With Stithians, we arrive at a more industrial parish. Found on the north-eastern edge of the Carnmenellis uplands south of Redruth the parish of Stithians in the nineteenth century included mines in the north and quarries to the south. In 1861 the mines predominated, accounting for around a half of Stithian’s working men and many of its young, single women.

Stithians churchtown in 1905. Note the interesting hats worn by two of the women

Yet in many respects the experience of mining and quarrying families did not greatly differ. This was most obviously seen in terms of migration. As in other mining areas around a quarter of the children born around 1850 in Stithians in our database who we know to have still been alive in 1891 were living overseas. They were tied into transatlantic and global family, community and occupational networks that were linked through constant movement to and fro in the age of the steamship.

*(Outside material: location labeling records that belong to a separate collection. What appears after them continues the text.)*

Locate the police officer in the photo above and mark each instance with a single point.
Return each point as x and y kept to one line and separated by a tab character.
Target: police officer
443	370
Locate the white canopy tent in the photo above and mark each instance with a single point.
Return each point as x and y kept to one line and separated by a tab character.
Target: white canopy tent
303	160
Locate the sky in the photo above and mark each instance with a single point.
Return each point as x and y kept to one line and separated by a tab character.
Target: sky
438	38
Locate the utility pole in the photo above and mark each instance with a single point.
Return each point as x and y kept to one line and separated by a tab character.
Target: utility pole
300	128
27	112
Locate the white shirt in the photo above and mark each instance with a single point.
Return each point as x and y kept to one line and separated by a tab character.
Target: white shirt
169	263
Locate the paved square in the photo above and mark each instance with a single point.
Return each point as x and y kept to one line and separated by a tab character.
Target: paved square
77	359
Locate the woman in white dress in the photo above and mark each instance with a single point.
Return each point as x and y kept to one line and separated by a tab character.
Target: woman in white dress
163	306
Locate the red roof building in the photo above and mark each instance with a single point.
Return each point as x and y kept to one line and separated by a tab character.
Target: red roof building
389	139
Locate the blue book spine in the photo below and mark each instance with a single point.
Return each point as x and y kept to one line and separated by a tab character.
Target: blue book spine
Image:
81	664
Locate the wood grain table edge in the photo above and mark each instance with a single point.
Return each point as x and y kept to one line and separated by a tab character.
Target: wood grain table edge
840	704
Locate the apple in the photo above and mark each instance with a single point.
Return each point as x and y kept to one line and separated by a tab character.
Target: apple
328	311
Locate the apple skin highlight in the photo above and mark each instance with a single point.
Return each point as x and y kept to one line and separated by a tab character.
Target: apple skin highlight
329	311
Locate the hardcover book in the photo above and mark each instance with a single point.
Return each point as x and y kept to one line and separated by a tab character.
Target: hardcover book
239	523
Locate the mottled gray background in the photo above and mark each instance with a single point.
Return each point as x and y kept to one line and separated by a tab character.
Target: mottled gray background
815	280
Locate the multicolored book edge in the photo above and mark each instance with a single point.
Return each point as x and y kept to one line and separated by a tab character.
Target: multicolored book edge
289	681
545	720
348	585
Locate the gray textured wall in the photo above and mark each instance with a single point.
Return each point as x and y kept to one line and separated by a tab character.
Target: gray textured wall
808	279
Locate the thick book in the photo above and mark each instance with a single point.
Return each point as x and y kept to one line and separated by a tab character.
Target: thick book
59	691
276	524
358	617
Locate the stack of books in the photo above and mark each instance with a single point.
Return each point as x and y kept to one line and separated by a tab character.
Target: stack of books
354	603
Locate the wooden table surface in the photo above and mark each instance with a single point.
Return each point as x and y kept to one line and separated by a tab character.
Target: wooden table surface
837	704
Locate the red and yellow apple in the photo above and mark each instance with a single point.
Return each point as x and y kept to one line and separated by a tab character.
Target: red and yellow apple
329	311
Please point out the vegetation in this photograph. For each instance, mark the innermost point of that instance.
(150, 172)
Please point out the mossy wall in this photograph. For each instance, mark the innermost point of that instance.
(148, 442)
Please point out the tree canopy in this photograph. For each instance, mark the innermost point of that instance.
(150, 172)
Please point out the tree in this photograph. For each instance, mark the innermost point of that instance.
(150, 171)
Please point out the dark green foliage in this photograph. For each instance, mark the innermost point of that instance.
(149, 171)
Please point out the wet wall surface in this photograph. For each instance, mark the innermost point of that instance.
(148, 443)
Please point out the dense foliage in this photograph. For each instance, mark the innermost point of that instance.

Francis Andrew was someone who moved from Stithians to the United States in the 1880s. Francis was the son of Thomas, a copper miner, and his wife Christiana and one of at least ten children. The family grew up in cottages in and around the churchtown. As work at the mines diminished some of Francis’s brothers became stonemasons working in the local quarries. But Francis stuck to mining. As late as 1881 he was still mining for copper at a time when the price of that metal had hit rock bottom. But in the 1880s he went overseas. After marrying in Park City, Utah, Francis seems to have finally given up mining to become a furniture merchant.

Near the Andrews in 1861 lived Walter Collins, a stonemason. Walter’s eleven-year old son, also called Walter, was already learning the stonemason’s skills from his father in that year. In 1870 he crossed the Atlantic. Two years later he popped back to marry Ellen Culley from Mabe, taking her with him to Columbus, Ohio, where he found work as a stonemason.

The workers at Polkanuggo quarry sit on a granite block, claimed in 1902 to have been the largest in the world at over 2,700 tons

Not everyone emigrated although most migrated. Thomas Opie was the youngest in a large family of 13 children at Penhallurick, Stithians, in 1851. His father was a copper miner. But during the slump of the late 1860s Thomas had moved to Furness in northern England where he found work as an iron miner at Dalton in Furness. Thomas did not make the further leap overseas as many others did but, marrying a local girl, stayed in Cumbria. He remained an iron miner until the new century but by 1911 was labouring at the Barrow electric works. Demand for electric power grew rapidly in the 1880s although it was mainly used for public lighting before being applied to power some manufacturing and shipbuilding concerns before the First World War.